Dont have the amp yet, but will get what is needed!


----------



## dblover (Oct 31, 2008)

YzFool78 said:


> Just interested in getting loud & low, but have never heard ether of the 2 in person. Ether will be 2 or 4 12's, more than likely ill do 2 then latter on down the road get 2 more (Money issues)
> 
> Curious in your thoughts between the 2, anyone out there with some info that can get me going in the right direction??
> 
> Dont have the amp yet, but will get what is needed!

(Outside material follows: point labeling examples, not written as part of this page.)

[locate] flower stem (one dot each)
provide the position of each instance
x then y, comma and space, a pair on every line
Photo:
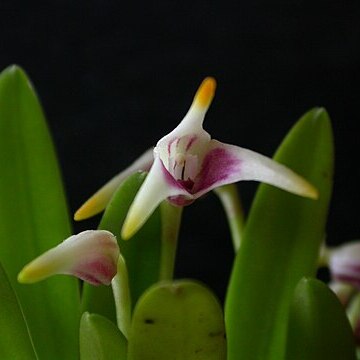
230, 200
171, 219
121, 291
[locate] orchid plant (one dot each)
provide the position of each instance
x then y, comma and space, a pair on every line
127, 304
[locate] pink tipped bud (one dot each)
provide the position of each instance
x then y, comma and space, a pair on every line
91, 255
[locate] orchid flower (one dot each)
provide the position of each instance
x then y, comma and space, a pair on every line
188, 164
91, 255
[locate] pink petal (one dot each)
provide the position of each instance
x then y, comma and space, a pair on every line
226, 164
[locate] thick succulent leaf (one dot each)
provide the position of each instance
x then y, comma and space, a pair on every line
33, 216
15, 340
177, 320
141, 253
280, 245
100, 339
318, 326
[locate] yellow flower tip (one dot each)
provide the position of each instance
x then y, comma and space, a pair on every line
90, 208
205, 93
30, 274
129, 228
312, 192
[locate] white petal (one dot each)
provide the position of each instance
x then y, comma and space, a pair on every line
101, 198
158, 186
225, 164
90, 255
191, 125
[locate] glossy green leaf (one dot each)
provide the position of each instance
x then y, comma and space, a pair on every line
100, 339
15, 340
280, 245
318, 326
141, 252
33, 217
177, 320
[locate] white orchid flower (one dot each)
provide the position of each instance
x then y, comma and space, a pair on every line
91, 255
188, 163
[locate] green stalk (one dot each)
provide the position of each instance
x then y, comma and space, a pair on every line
171, 219
230, 200
122, 298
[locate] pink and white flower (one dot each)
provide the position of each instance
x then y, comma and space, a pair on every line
187, 163
91, 255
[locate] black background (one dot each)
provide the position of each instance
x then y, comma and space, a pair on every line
115, 76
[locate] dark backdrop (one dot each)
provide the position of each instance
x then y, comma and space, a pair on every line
115, 76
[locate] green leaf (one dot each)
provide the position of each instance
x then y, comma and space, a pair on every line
141, 252
177, 320
318, 326
280, 245
100, 339
15, 341
33, 217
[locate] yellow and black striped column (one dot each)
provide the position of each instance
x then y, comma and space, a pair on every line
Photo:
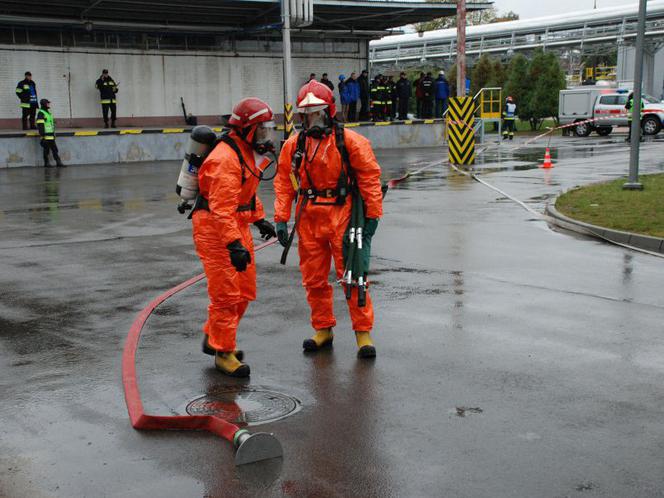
460, 133
288, 120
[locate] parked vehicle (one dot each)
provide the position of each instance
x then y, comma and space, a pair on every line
607, 105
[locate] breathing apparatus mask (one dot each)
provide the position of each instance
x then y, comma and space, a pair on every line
261, 139
316, 121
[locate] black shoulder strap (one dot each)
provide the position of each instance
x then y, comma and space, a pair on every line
225, 138
345, 181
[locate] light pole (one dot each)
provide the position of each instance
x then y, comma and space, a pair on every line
288, 106
461, 48
633, 181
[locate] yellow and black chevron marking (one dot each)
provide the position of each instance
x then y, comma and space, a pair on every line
460, 134
288, 120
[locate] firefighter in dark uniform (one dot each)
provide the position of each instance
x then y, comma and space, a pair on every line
26, 91
390, 90
107, 90
46, 127
377, 104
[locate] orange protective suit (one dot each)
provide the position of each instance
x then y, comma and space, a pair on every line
220, 182
321, 227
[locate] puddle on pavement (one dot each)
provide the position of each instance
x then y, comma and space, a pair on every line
462, 411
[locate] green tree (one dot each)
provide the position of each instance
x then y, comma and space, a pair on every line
507, 16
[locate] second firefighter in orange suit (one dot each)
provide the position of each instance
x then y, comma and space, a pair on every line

i had 4 level 4 15. They are really good subs. I would buy dc anyday!


----------



## YzFool78 (Oct 19, 2008)

dblover said:


> i had 4 level 4 15. They are really good subs. I would buy dc anyday!


Nice, bet its LOUD!

After thinking a lil bit I'm going to go with DC after all, so far Ive heard nothing but good...


----------



## dblover (Oct 31, 2008)

YzFool78 said:


> Nice, bet its LOUD!
> 
> After thinking a lil bit I'm going to go with DC after all, so far Ive heard nothing but good...


they good. Get the level 5 coil thow( worth it) then you can slap more power on it with no problems


----------



## YzFool78 (Oct 19, 2008)

dblover said:


> they good. Get the level 5 coil thow( worth it) then you can slap more power on it with no problems


Yeah, I'll have to see how much extra. Thanks man...


----------



## dblover (Oct 31, 2008)

its like 25 or 30 extra


----------